I did find a bottle of caption Morgan so I ended up using that.


----------



## bfox (Oct 7, 2009)

In Pennsylvania Everclear is illegal .
Someone said because a few College kids died drinking it .


----------



## juni (Oct 16, 2009)

I use a few drops of this:










...seems to do the job.


----------



## robofan (Jun 7, 2008)

If you can't be around any alcohol at all then send it out to a professional pipe cleaner.
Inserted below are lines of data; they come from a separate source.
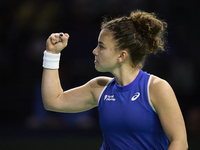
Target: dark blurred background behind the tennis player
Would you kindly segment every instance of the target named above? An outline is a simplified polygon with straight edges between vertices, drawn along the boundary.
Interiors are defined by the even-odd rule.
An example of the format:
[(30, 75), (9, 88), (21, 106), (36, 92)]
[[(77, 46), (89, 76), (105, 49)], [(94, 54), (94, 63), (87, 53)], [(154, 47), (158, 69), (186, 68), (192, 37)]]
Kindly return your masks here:
[(144, 71), (167, 80), (186, 122), (189, 149), (200, 148), (200, 21), (198, 1), (186, 0), (1, 0), (0, 149), (88, 150), (103, 141), (98, 109), (77, 114), (44, 110), (42, 57), (51, 33), (67, 32), (60, 78), (63, 89), (108, 75), (94, 69), (102, 16), (141, 9), (168, 23), (167, 52), (147, 58)]

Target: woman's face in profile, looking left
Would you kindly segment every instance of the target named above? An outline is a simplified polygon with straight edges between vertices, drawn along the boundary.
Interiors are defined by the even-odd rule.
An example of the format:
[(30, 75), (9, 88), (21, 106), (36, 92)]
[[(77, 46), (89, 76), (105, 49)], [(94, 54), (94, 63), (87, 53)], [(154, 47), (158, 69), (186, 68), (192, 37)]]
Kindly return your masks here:
[(108, 30), (101, 30), (98, 38), (98, 45), (93, 50), (95, 55), (95, 68), (99, 72), (113, 72), (117, 66), (119, 51), (116, 50), (112, 39), (112, 33)]

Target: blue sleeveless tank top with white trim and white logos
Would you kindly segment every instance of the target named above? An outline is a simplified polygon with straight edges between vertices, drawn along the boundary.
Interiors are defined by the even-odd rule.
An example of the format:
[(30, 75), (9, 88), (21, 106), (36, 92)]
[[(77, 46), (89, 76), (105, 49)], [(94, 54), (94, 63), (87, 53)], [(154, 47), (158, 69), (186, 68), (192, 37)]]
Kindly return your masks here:
[(168, 138), (150, 104), (151, 75), (140, 70), (136, 79), (119, 86), (112, 79), (99, 97), (100, 150), (166, 150)]

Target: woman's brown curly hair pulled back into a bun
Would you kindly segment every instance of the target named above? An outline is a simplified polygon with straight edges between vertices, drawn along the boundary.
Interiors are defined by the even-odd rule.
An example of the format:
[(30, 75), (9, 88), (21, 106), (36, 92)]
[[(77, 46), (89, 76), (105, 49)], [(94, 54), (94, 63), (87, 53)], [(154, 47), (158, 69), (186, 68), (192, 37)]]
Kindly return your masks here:
[(134, 66), (143, 67), (148, 53), (164, 51), (164, 33), (167, 23), (154, 13), (134, 11), (110, 21), (104, 20), (101, 29), (112, 32), (117, 49), (126, 49)]

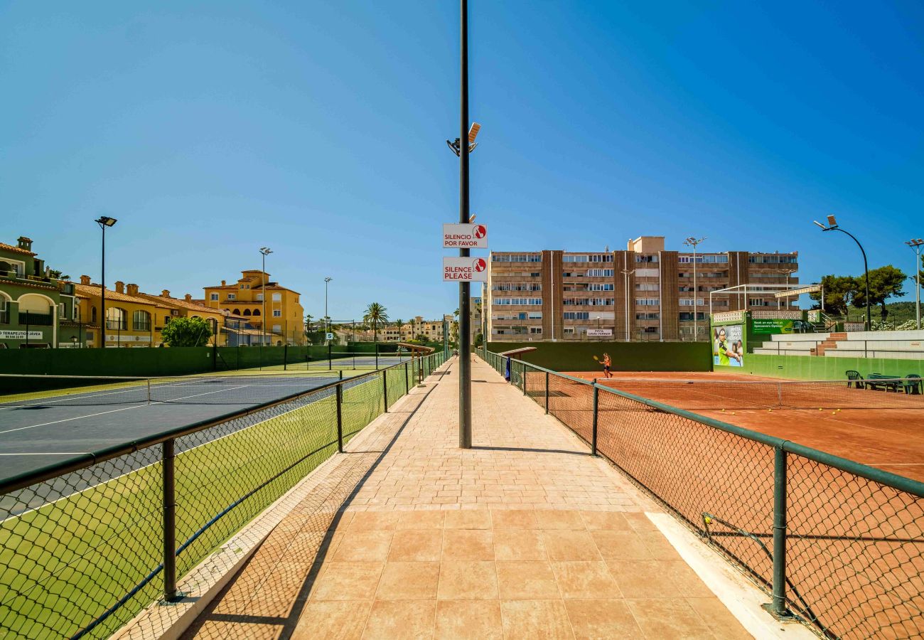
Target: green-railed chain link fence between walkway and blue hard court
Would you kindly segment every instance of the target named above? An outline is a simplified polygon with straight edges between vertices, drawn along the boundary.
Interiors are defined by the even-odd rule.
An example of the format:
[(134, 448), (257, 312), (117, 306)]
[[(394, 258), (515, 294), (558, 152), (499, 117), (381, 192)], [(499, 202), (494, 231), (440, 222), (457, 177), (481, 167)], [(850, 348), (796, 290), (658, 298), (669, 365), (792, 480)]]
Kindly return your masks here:
[(445, 353), (0, 480), (5, 638), (107, 637), (280, 498)]

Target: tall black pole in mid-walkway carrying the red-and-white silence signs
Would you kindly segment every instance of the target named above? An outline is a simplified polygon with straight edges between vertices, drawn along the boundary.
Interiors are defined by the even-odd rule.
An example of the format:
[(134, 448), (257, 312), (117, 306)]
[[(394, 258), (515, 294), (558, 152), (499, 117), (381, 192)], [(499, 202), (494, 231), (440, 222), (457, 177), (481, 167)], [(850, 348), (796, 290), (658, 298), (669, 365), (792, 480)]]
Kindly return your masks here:
[[(468, 224), (468, 0), (460, 0), (459, 222)], [(468, 257), (459, 249), (459, 257)], [(471, 316), (468, 282), (459, 283), (459, 448), (471, 449)]]

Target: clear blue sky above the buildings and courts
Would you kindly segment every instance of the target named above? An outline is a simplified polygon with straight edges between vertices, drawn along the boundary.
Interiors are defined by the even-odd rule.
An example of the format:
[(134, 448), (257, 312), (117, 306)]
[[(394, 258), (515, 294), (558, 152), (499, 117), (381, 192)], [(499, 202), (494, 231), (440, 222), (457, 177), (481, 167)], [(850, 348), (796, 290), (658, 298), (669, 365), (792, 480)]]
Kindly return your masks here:
[[(798, 251), (906, 272), (924, 6), (470, 0), (471, 203), (492, 249)], [(455, 0), (0, 3), (0, 241), (201, 297), (259, 268), (323, 311), (457, 306)], [(909, 292), (913, 292), (910, 287)]]

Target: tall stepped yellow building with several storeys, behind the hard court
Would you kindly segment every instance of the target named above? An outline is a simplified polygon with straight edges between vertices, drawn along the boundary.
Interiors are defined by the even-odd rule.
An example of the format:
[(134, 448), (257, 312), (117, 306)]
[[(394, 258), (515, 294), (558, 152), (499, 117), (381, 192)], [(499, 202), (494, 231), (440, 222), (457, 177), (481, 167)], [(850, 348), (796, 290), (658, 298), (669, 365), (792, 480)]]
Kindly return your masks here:
[(272, 282), (260, 269), (242, 271), (237, 284), (222, 280), (221, 285), (203, 289), (206, 306), (245, 318), (267, 334), (268, 344), (304, 343), (305, 310), (298, 303), (298, 291)]

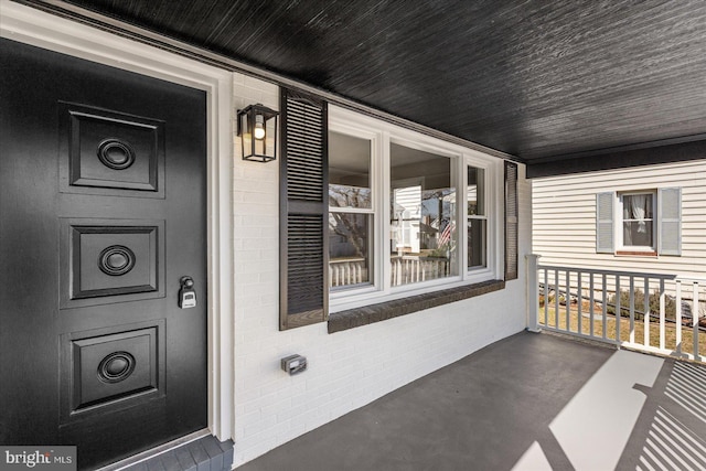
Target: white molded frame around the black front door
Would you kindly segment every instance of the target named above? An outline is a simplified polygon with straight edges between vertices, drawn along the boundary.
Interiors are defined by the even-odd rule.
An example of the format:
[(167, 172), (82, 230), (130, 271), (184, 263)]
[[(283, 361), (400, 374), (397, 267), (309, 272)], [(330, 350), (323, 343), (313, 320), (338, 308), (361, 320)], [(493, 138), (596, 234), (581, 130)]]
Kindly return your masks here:
[(208, 428), (233, 438), (233, 74), (0, 0), (0, 36), (206, 92)]

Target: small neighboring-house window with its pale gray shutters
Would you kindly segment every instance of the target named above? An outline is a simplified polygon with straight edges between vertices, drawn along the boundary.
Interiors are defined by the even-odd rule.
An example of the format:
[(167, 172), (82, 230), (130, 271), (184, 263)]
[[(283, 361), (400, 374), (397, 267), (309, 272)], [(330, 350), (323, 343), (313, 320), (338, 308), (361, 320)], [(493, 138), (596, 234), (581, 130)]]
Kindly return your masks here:
[(596, 194), (596, 251), (682, 255), (682, 189)]

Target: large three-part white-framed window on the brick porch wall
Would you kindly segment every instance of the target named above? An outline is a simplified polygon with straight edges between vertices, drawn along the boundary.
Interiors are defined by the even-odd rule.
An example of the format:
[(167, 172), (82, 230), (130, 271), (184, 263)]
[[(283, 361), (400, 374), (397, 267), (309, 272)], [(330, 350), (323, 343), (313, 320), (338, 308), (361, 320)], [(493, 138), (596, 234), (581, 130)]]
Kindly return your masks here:
[(502, 160), (334, 106), (328, 125), (332, 312), (502, 278)]

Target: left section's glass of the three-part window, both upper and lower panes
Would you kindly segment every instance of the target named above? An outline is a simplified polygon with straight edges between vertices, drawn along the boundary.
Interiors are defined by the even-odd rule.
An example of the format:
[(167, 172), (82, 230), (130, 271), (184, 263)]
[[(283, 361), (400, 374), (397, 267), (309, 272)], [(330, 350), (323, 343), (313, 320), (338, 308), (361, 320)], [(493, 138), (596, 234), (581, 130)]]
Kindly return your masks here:
[(329, 132), (329, 279), (332, 289), (371, 283), (371, 141)]

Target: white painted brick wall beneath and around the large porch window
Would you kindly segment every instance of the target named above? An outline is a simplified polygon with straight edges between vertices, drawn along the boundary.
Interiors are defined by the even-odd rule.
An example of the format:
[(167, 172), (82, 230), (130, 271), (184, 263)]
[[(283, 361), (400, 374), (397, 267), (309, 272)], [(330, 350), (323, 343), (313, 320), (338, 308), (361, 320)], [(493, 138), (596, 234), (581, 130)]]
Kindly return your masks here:
[[(234, 109), (278, 109), (278, 88), (234, 76)], [(234, 158), (235, 464), (525, 328), (524, 265), (506, 289), (335, 334), (279, 332), (277, 163)], [(521, 169), (521, 175), (524, 170)], [(531, 249), (531, 186), (521, 180), (521, 263)], [(288, 376), (282, 356), (307, 356)]]

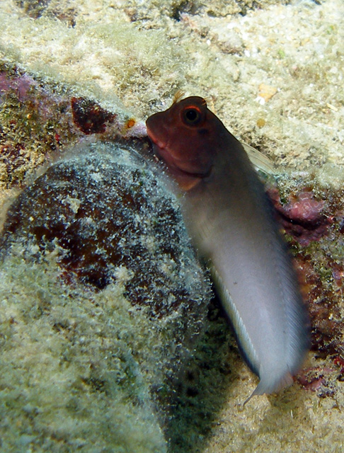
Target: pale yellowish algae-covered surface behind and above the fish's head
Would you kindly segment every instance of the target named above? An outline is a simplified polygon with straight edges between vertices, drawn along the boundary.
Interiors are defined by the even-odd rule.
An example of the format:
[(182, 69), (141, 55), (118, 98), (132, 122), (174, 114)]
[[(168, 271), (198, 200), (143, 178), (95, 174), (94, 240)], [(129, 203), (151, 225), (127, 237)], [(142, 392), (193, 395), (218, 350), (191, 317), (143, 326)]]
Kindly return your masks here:
[[(185, 11), (180, 21), (168, 15), (178, 2), (132, 2), (143, 13), (135, 18), (130, 4), (91, 6), (85, 1), (76, 8), (72, 27), (52, 13), (33, 21), (12, 7), (12, 16), (4, 9), (1, 16), (2, 55), (123, 115), (127, 108), (134, 117), (147, 116), (182, 88), (210, 99), (237, 137), (274, 161), (337, 165), (343, 142), (343, 96), (338, 89), (343, 15), (342, 5), (333, 1), (333, 7), (329, 2), (263, 2), (263, 9), (246, 16), (212, 16), (196, 8)], [(277, 88), (277, 94), (260, 105), (262, 83)], [(257, 126), (260, 118), (263, 127)]]

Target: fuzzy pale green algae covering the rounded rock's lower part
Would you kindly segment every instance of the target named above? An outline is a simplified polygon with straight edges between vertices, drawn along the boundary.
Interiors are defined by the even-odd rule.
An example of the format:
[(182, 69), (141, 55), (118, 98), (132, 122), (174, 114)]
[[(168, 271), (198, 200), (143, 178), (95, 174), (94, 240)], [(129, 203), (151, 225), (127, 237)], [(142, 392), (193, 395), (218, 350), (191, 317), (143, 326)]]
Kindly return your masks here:
[[(149, 389), (132, 358), (130, 367), (142, 329), (148, 330), (146, 316), (133, 313), (118, 289), (109, 288), (101, 297), (80, 288), (59, 289), (52, 263), (31, 265), (28, 272), (27, 263), (12, 256), (4, 266), (2, 448), (166, 451)], [(113, 323), (114, 317), (120, 322)], [(134, 325), (139, 329), (130, 336)], [(123, 332), (130, 336), (127, 342), (116, 341)], [(103, 387), (96, 386), (97, 380)]]

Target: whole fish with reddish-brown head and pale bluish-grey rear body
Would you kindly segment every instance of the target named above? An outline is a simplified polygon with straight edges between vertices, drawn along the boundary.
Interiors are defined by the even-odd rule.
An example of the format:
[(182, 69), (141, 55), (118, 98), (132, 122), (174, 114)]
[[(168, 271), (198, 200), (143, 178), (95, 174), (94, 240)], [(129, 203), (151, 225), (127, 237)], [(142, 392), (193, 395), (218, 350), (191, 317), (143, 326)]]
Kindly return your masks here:
[(245, 403), (289, 386), (309, 350), (309, 316), (247, 147), (200, 96), (177, 98), (146, 125), (243, 359), (259, 378)]

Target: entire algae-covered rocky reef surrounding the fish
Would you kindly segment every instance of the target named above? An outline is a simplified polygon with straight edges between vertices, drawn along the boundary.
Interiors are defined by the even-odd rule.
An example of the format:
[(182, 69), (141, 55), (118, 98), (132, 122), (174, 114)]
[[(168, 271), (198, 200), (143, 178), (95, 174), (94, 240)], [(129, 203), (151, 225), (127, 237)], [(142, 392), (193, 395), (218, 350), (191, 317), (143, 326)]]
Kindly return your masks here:
[[(124, 3), (0, 2), (0, 449), (341, 452), (343, 1)], [(178, 89), (277, 165), (311, 314), (297, 382), (244, 410), (255, 377), (142, 157)]]

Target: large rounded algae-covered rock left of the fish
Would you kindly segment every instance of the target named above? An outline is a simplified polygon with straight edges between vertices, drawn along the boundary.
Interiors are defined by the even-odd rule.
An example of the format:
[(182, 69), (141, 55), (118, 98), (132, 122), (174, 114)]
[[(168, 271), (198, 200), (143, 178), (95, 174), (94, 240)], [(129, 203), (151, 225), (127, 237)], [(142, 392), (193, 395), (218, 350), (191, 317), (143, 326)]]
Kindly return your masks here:
[(178, 203), (134, 149), (81, 144), (25, 188), (0, 273), (6, 452), (166, 452), (210, 293)]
Explain your situation to them and perhaps they will give you a break on the price.


----------



## Jack Straw (Nov 20, 2008)

91% rubbing alcohol costs like $1.50 at cvs, and is fairly useful to have around anyway...


----------



## IHT (Dec 27, 2003)

i use isopropyl alcohol like others do, but i am going to be switching to using "this" with my next order.








i had asked on another board what it is that some refurbishers clean their pipes with that makes them taste so good for so long... i got that link as the answer. then a buddy brought some to a herf so i could smell it and confirm that's what it is... and it is.
i'm going to clean every damn pipe i own with that stuff, whether it needs a cleaning or not.


----------



## mrsmitty (Jan 22, 2009)

IHT said:


> i use isopropyl alcohol like others do, but i am going to be switching to using "this" with my next order.
> 
> 
> 
> ...


Thanks for sharing this I'll haft to add that to my next order.


----------



## IHT (Dec 27, 2003)

bfox said:


> In Pennsylvania Everclear is illegal .


for some reason, that reminded me of a bad Yakov Smirnoff joke.

_In Pennsylvania, everclear is illegal.
In Soviet Russia, not buying everclear is illegal. _

or something really bad like that (only it use to be reversed, where the _freedom_ to do things was in America). :der:


----------



## Mad Hatter (Apr 8, 2007)

IHT said:


> for some reason, that reminded me of a bad Yakov Smirnoff joke.
> 
> _In Pennsylvania, everclear is illegal._
> _In Soviet Russia, not buying everclear is illegal. _
> ...


I saw on a documentary a few months back that in parts of Mother Russia the average male life expectancy is 39 due to alcoholism and some of the substitutes they use when the real stuff runs out.

I like to use Bacardi Rum


----------